I try not to review books that I haven't finished, but I really tried y'all. This book broke me around the 80% mark.
Our Neptunian narrator from Last and First Men returns, such to my chagrin. The novel starts with a hundred pages that covers many of the concepts that were so belabored in Last and First Men. This mostly consists of him telling the reader that Neptunian society is so far evolved and amazing that pathetic minds such as ours couldn't even begin to understand. We're too stupid and shortsighted to understand some of the concepts, so he doesn't even feel the need to bother trying to explain them.
To be honest, I skimmed and skipped over these pages, eventually resorting to reading summaries to understand what I'd missed. I usually have very good reading comprehension, but this tested even my limits, covering things that really had nothing to do with the very loose story Stapledon was trying to tell.
We're introduced to Paul, a "modern" (1930s) day man who the Neptunian is controlling by entering his mind in the past. The Neptunian is trying to effect changes in Paul to shift his thinking away from the "modern day" man and be more like the Neptunians, but honestly, it comes across as torture porn. The Neptunian fills Paul's head with horrific visions to change his personality into one of numbness.
Paul is forced to be mean to his friends, reject a girl that he likes, and be completely horrid to people. At one point, he tries to save a small Jewish boy who is being picked on by a bully and grabs a hot coal from the fireplace to make the bully back off. The downside is that he's so numb to everything from the constant torture that the pain from the hot coal barely registers.
He becomes a teacher and one day after class, he experiences a breakdown. In our modern day, one could say he's having PTSD flashbacks. Does the Neptunian offer him sympathy? Nope! It gives him increased awful visions to make him more numb and change him closer to the author's personal philosophy.

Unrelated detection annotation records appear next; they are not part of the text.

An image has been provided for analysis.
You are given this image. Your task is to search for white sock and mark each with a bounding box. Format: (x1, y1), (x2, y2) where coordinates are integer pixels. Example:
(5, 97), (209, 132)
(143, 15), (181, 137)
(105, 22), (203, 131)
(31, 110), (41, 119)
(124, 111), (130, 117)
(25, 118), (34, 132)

Before Paul can sign up to go off to World War I, though, the Neptunian vomits up another 80 pages (Yes, I checked) of the author's personal views disguised as the Neptunian view of Europe, the war, Earth. I started to waver and eventually skipped this section of the book.
I picked back up with Paul driving an ambulance during the War, but by this time the book had completely lost my attention.
It's never really explained what end goal the Neptunian had for Paul's personality. It felt like Paul was being driven to a psychopathic break while being completely isolated from everyone and everything he cared for. Surely, if the goal was to change something, wouldn't that be easier if Paul had a support group of really good friends?
I rated this 2 stars. This may seem weird for a book that I didn't finish, but I did like a few things.
One intriguing aspect of Neptunian society was their contrasting attitudes towards sex and eating. While public sexual relations were accepted, eating was considered taboo, requiring mouths to be covered with aprons. This juxtaposition, while interesting, felt somewhat disconnected from the main narrative, highlighting Stapledon's tendency to introduce intriguing concepts without fully exploring them.
Stapledon also implied that Paul had attraction to both male and females. At one point, he is enthralled by a priest named Archangel. This is very progressive for a book written in the early 1930s and serves to give Paul at least some background. Too bad nothing much was done with it.